Homemade Puff Pastry


Today I attempted my first ever homemade puff pastry. It was totally unnecessary and received eye rolling, sighing and characteristic head shaking from my ‘non-foodie’ father who, ironically, would be reaping the benefits later that evening, in the form of Salmon en croute. I’ve always looked upon puff pastry as a superfluous endeavour when the supermarkets provide such satisfactory pre-made effort, however, I had some time today, I love cooking and, hey, I thought I’d add it to my repertoire.

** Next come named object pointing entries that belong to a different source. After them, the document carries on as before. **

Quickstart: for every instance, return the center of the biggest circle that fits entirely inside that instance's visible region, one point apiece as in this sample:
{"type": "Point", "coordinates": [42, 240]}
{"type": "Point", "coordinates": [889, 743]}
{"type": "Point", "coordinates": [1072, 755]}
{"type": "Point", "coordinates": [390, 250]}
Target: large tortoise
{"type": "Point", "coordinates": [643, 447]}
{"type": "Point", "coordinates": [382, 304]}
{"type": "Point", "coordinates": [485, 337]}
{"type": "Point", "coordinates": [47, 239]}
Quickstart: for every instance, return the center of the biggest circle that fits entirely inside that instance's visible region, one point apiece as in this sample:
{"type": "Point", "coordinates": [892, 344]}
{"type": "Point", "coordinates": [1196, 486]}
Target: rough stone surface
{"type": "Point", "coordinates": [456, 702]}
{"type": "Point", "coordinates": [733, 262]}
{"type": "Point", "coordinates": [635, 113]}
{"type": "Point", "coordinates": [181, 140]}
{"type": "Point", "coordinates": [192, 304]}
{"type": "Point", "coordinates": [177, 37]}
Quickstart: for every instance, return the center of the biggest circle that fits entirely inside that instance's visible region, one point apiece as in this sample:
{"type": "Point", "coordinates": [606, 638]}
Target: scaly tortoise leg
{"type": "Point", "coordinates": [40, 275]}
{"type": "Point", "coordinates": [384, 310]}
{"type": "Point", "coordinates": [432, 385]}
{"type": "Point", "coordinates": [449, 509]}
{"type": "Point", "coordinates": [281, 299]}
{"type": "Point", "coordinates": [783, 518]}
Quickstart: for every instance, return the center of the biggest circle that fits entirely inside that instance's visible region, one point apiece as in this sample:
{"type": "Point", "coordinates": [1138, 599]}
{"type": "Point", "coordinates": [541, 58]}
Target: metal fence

Findings. So either I had put the tricky task of making this on a golden plated throne of difficulty or it is actually much easier than people make out, but I must admit, it took much less time than I’d thought, it was simple to create and produced puffed, laminated layers of buttery pastry! So for anyone who has never made it and wants to sample the proper stuff, then give this one a go……it was the first recipe I used, and appeared to work well! Hopefully it wasn’t beginners luck…..(Makes about 600g block)

  • 245g plain flour
  • 40g chilled cubed butter
  • Pinch salt
  • 215g unsalted butter block
  • 1 tsp lemon juice
  • 130ml cold water
  1. Begin by mixing the flour, salt and 40g of cubed butter in a large bowl. Using your fingers, rub the butter into the flour until you form a breadcrumb-like mixture.
  2. Make a well in the centre and add the water and lemon juice and mix with a fork until you have a ball of dough. Using your hands, knead lightly until you form a smooth dough. For into a ball and then using a knife, score a deep cross in the top to allow the dough to stretch and relax as it rests. Place in a bowl, cover with cling film and rest in the fridge for 30 minutes.
  3. Meanwhile, place you 215g block of butter between a folded sheet of parchment. Using a rolling pin, bash heavily to flatten the block and soften it, whilst maintaining it in a cold state, to about 1 cm thick, in a square. Return to the fridge.
  4. After 30 minutes, remove the dough from the fridge. Take the corner of each of the crosses you scored and pull them out and roll them using a rolling pin, outwards so they flatten leaving a thicker mound of dough in the middle to accommodate the bulk of the butter that will be added.
  5. Making sure it is slightly smaller than your flat dough, place the chilled sheet of butter in the centre and fold in the corners of the dough to cover it completely.
  6. Flour the work surface well to prevent it sticking and roll the dough, totally encased in butter, into a long rectangle, about 40cm long and 18cm wide. You are now ready for your first folding.
  7. With the short side facing you, bring the top 3rd of pastry down about 2/3rds of the way and the bottom 3rd up to cover it like a book [as seen above]. Then rotate clockwise 90°.
  8. Repeat this rolling to 40cm and folding again. Then wrap in cling film and quickly chill in the fridge for 30 minutes.
  9. Bring the dough out and place it in front of you as if it has just been folded. Rotate 90 and repeat steps 7 and 8 so that it has been rolled and folded twice more. Wrap and chill again for 30 minutes.
  10. Finally, repeat this process once more, so that in total it is rolled and folded 6 times. At this stage the dough can be shaped as desired and chilled again for 30 minutes before baking. Or it can be left until needed/frozen.
  11. It is usually baked, brush with beaten egg, (direct from its chilled state to prevent the butter melting) at about 200-220°C for 20 minutes as a rough approximation depending what you are doing with it!